Skip to content

Graph Algorithms

Groggy ships 11 native algorithms implemented in Rust, exposed through the Python API. Everything runs on subgraphs (views of your graph), writes results back as attributes, and works with the Batch Executor for the heavy iterative cases.

  • Centrality: PageRank, Betweenness, Closeness
  • Community: Label Propagation (LPA), Louvain, Leiden, Connected Components
  • Pathfinding/Traversal: BFS, DFS, Dijkstra, A*

How to Run

Use the algorithm handles from groggy.algorithms.* and apply them to a graph view or subgraph:

from groggy.algorithms import centrality, community, pathfinding

sg = graph.view()  # or any Subgraph
result = sg.apply(centrality.pagerank(damping=0.9, max_iter=50))

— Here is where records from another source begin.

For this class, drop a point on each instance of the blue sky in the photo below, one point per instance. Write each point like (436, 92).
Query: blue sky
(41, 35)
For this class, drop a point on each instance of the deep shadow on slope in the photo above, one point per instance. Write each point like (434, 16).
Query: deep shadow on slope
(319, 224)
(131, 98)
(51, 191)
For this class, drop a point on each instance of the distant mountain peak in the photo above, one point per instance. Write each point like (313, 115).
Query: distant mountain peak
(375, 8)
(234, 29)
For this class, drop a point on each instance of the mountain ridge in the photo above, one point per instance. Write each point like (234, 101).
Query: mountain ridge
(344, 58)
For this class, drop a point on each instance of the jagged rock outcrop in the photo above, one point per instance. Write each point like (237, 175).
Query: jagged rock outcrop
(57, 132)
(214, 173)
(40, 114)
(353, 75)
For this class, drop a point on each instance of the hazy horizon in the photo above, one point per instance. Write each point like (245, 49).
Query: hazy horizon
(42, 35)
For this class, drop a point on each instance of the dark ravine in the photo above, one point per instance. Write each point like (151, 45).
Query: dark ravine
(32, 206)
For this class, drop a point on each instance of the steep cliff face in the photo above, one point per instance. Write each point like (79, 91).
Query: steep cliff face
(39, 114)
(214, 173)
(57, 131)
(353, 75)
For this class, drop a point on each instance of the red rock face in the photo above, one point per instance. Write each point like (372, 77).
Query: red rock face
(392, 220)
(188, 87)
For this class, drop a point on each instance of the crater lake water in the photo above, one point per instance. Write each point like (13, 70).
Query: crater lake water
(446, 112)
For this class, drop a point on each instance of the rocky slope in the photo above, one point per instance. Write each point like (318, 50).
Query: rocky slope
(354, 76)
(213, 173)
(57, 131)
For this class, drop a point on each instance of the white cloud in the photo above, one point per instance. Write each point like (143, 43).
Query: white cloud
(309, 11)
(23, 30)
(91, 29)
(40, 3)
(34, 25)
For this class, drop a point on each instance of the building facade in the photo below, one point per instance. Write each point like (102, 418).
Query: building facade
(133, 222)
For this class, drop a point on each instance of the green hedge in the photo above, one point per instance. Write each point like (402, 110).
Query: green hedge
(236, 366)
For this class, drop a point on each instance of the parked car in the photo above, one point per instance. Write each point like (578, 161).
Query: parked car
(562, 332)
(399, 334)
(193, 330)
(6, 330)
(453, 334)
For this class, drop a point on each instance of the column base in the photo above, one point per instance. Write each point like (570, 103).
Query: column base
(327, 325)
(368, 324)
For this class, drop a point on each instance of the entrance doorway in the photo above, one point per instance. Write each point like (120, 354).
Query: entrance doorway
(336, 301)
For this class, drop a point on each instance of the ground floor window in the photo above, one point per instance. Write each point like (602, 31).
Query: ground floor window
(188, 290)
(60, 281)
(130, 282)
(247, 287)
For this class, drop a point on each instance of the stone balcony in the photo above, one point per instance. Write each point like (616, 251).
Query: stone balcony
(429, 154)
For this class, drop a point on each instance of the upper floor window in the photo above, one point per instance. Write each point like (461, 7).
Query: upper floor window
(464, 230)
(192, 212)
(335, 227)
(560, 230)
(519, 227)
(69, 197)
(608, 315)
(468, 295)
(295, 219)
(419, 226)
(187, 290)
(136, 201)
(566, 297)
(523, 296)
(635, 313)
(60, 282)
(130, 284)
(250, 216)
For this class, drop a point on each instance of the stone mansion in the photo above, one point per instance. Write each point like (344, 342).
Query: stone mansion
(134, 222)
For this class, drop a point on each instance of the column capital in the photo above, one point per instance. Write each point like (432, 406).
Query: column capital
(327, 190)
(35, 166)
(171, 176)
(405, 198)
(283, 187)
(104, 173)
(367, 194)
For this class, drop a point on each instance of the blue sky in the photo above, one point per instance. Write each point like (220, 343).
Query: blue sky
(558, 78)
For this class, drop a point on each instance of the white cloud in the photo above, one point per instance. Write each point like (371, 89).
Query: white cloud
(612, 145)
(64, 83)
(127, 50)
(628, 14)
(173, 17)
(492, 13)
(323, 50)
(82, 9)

# Results are written as node attributes on the returned Subgraph
scores = result.nodes["pagerank"]

Patterns: - One-off run: subgraph.apply(algo_handle) - Pipelines: graph.pipeline([algo1, algo2])(subgraph) - Builder DSL: use builder.iterate() for custom loops; native algorithms already use the Batch Executor when applicable.

Performance Snapshot

Algorithm Notes Batch Executor effect
PageRank Iterative centrality ~100x faster (1000 nodes, 100 iters)
LPA Iterative community ~40x faster (10000 nodes)
Louvain / Leiden Iterative refinement Benefit from batched steps
BFS / DFS Single-pass traversal Linear in V+E
Dijkstra Weighted shortest paths O((V+E) log V)
A* Goal-directed shortest paths Faster than Dijkstra with a good heuristic

Known drift: PageRank can show ~5–6% numerical drift after 100+ iterations; practical usage (10–20 iterations) is stable.

When to Use What

  • PageRank: importance ranking on directed or undirected graphs; personalize with a node attribute when needed.
  • Betweenness: highlight bridge nodes that sit on many shortest paths.
  • Closeness: favor nodes that are on average near all others (per connected component).
  • LPA: fast, parameter-light community detection; good for exploratory clustering.
  • Louvain: modularity-optimizing communities; balanced speed and quality.
  • Leiden: higher-quality, well-connected communities; better for production clustering.
  • Connected Components: quickly partition or label disconnected regions (undirected, weak, or strong).
  • BFS / DFS: traversals and unweighted distances; BFS for shortest paths, DFS for deep exploration/cycle detection.
  • Dijkstra: weighted single-source shortest paths; use when you have edge weights.
  • A*: weighted paths with a heuristic and explicit goals; use when you know sources and goals.

Centrality

PageRank

Importance based on incoming links with damping.

Usage

from groggy.algorithms import centrality

sg = graph.view()
result = sg.apply(
    centrality.pagerank(
        damping=0.85,
        max_iter=100,
        tolerance=1e-6,
        output_attr="pagerank",
        # personalization_attr="traffic"  # optional
    )
)
scores = result.nodes["pagerank"]

Parameters - damping (float, default 0.85): random jump probability. - max_iter (int, default 100): iteration cap. - tolerance (float, default 1e-6): convergence threshold. - personalization_attr (str | None): node attribute for personalized PageRank. - output_attr (str, default "pagerank"): node attribute to store scores.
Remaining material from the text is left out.